Call to launch office sites to avoid supply crunch

19 May 2010

Time is ripe for the Singapore government to release additional sites for office development in the H2 2010 Confirmed List to prevent a potential supply crunch, according to some property consultants.

While others think these new office sites must be launched in prime CBD areas like Marina Bay, some analysts suggest the government should also look at city-fringe sites and land near the Jurong East and Paya Lebar MRT Stations, which has been identified for development into new commercial centres.

“We’ll need to be ahead of the curve by getting land through the confirmed list in H2 2010, bearing in mind that it can take up to four years from inception to completing a new building,” said Moray Armstrong, CB Richard Ellis executive director of office services.

“We could be facing a relative shortage of new office space completion in 2013-2014, assuming the current surge in positive occupier demand continues. Slightly more than 50 per cent of the 5 million sq ft-plus of Grade A new office space completing in 2010-2012 is already pre-let.”
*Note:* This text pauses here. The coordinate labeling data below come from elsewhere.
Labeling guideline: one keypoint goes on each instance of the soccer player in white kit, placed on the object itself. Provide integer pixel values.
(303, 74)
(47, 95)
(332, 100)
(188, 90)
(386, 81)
“Strong Singapore GDP growth anticipated this year will underpin continued healthy take-up to 2011 and 2012. There are lots of positive employment pointers leading to expansion in office demand. Banks are recruiting vigorously, especially in the private wealth and asset management sectors,” he added.

Angela Tan, head of occupational and development markets at DTZ in South-east Asia, also points out the danger of an escalation in office rents again, if Singapore government does not launch office sites soon as there is a limited number of new large offices completing post-2012. “It’s prudent for government to try and balance business costs as real estate is one of the components of business costs that government can help to contain,” she added.

Most of the office industry players have already declared that office rentals in Singapore have effectively bottomed out in Q4 2009/Q1 2010 and are seeing a 5- to 10-percent increase in Grade A rents this year.

“Forward precommitment rents have probably moved up 15 to 20 per cent above the market bottom in Q4 2009,” said Moray Armstrong, executive director of office services at CB Richard Ellis.